Here’s a brief, non-exhaustive list of things that take less than four minutes and 55 seconds. Me devouring a plate of loaded nachos. Me eating an entire bowl of pasta (maybe a carbonara?). Me writing a lede while preoccupied with lunch. And a speedrunner blitzing through Super Mario Bros., setting a new time to beat in Nintendo’s all-time-classic side-scroller.
Yes, the preeminent Mario speedrunner Niftski clocked a sub-five-minute run this weekend, shattering the existing world record by less than a second. The “any%” playthrough—that term means it’s totally cool to skip sections of the game—came in at an impressive 4:54.798.
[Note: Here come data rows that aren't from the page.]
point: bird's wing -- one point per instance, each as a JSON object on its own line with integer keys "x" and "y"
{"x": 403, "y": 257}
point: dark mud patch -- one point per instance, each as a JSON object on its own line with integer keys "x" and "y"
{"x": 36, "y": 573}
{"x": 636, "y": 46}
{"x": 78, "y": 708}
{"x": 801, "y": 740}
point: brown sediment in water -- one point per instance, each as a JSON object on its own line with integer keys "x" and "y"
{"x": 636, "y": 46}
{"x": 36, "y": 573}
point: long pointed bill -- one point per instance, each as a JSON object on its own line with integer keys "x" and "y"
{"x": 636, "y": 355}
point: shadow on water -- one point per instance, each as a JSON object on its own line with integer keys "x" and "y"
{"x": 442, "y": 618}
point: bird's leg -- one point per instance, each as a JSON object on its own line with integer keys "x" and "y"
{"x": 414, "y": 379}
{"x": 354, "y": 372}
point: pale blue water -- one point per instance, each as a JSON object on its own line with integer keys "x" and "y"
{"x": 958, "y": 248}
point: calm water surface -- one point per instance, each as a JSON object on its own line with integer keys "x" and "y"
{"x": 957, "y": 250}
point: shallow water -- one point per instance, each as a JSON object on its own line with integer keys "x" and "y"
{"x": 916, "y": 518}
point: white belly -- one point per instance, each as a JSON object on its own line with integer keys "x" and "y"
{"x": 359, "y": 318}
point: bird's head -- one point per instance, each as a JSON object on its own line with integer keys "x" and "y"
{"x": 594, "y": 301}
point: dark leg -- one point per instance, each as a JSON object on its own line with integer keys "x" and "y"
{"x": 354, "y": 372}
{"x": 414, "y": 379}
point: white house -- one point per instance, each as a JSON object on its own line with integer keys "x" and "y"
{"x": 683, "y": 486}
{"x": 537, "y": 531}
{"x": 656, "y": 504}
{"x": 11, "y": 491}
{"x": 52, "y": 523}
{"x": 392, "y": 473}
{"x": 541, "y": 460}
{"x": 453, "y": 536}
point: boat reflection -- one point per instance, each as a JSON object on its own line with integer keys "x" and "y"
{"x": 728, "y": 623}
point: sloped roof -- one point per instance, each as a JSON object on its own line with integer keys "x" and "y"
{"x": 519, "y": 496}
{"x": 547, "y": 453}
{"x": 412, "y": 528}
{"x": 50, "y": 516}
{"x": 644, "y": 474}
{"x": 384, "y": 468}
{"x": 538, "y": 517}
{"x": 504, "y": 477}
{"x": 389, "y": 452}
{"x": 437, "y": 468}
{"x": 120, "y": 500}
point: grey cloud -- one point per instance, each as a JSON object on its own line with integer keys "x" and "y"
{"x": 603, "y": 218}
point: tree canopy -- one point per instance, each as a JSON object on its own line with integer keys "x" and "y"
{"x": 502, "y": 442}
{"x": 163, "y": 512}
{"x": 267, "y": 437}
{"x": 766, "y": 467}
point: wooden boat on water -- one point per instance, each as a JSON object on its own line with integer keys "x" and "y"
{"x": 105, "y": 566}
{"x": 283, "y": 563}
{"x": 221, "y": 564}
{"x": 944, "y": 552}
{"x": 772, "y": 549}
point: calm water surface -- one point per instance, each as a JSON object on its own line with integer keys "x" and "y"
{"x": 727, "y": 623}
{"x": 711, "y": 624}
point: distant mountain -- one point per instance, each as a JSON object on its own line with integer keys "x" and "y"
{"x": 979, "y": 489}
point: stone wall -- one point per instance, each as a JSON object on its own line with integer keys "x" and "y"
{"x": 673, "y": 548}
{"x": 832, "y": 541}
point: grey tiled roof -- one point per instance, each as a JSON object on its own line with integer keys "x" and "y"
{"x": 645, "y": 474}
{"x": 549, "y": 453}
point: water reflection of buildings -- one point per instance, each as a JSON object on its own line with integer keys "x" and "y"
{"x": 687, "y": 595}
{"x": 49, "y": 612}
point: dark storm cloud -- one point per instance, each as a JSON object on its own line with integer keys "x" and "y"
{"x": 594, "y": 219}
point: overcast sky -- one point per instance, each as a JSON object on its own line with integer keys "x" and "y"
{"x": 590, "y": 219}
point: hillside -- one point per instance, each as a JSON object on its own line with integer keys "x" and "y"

Niftski, who streams on Twitch and YouTube, has picked up a following for completing all sorts of speedrunning feats in Super Mario Bros., and is also responsible for the game’s previous world record of 4:54.881, set last winter. (Here’s a video of that run.) This latest run shaves a grand total of five frames off Niftski’s previous run—that’s the level of precision we’re talking about here. It is truly bonkers. See for yourself:
Throughout the run, Niftski makes use of warp zones—hidden areas that allow you to skip ahead to the game’s later worlds—and is careful to land directly at the bottom of the flag at the end of each stage. (Every Super Mario Bros. level ends when you jump onto the flagpole at the end; Mario slides down the pole before moving onto the next stage, which eats up precious seconds.) You’ll note, too, that Niftski plays with a keyboard, not a gamepad.
“Emulation for this game is 100% accurate, which means that anything that can be done on an NES is possible on [an] emulator,” Niftski said in the description for the YouTube video. “[Using a] keyboard offers no advantage, and it is actually debatably worse for speedrunning this game. I use [a] keyboard over [a] controller for personal preference reasons.”
This run edges Super Mario Bros. speedrunning closer and closer to the precipice of a “perfect run,” or a sprint through the game that literally could not be improved upon at all. The tool-assisted SMB record is 4:54:265, which shows human players are still a little over half a second behind. If a perfect run is ever going to happen, my money’s on either Niftski or the Mario speedrunner Miniland, who held the world record before Niftski with 4:54.914.
“With this run being done, we are currently 0.533 seconds away from the TAS,” one commenter noted on YouTube. “All of these 0.1 second barriers will happen one day, and then, we will reach perfection.”